The claims made in the lawsuit have not been proved in any court of law; therefore, the Caymanian Compass will not reveal the names of the officers allegedly involved in the matter. They are accused of numerous breaches of legal and professional procedures, as well as potential criminal acts and violations of basic civil rights against the lawsuit’s plaintiff; the woman who was arrested in connection with
the rock throwing.
The Compass will also not reveal the name of the woman who filed the suit, even though publicly
available court documents identify her.
An RCIPS spokesperson declined to comment about whether disciplinary investigations or action had been taken against any of the officers named in the lawsuit, citing the fact that the matter was before the court. The rock throwing incidents and most of the subsequent investigations occurred prior to RCIPS Commissioner David Baines assuming his role atop the department in June 2009.
The woman who was arrested in connection with the rock throwing was eventually released in the matter with charges dismissed in 2009. One of the six officers named in the lawsuit left the RCIPS in 2008. Among the allegations made against the police service and specific officers involved in the two arrests of the 60-year-old woman over the rock throwing were:
During a May 16, 2008 arrest, RCIPS officers were accused of forcing their way onto the woman’s premises, pushing her physically and arresting her on suspicion of assault causing actual bodily harm “whereupon they pull off the plaintiff’s towel leaving her naked ... and ordered her to dress in a bath robe.”

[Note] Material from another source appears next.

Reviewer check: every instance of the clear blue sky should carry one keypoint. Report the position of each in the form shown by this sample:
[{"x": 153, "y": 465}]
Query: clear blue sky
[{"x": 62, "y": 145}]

The lawsuit also accused two of the officers involved in the 16 May, 2008 arrest of “fabricating” a conversations with the woman they arrested. “The conversation alleged centred around [the woman’s] response when asked by [an officer] ‘why she threw the rocks’; [the woman] allegedly replying that it was because ‘the woman next door was evil’ and ‘so what if I did?’ This alleged conversation never took place,” the lawsuit states.
Following another arrest on 30 June, 2008, the woman was kept in detention for 16 hours and eventually driven home by officers who, when they arrived, donned gloves and searched the suspect’s home.
One of the officers involved in the ongoing rock tossing investigation was accused in the lawsuit of committing a criminal trespass at the plaintiff’s residence on 22 June, 2008. The officer, according to the lawsuit, “acting on the assumption that he may find some incriminating evidence in the plaintiff’s residence” requested a warrant without providing a justice of the peace with “sufficient evidence” of what he expected to find, the court records state.
The idea of a “missile throwing device” developed in the course of the investigation and the lawsuit claimed police asked the woman if she possessed such a device. No evidence backing up the claim of a “catapult” used to launch large rocks was ever recovered by police. A Crown counsel who reviewed the police case in July 2008 formally asked the police to essentially re-submit their case with additional supporting statements, maps and photographs. Another search warrant was obtained on 1 July, 2008, to look for the alleged “catapult device”, an application that the plaintiff’s lawyer called “unlawful”.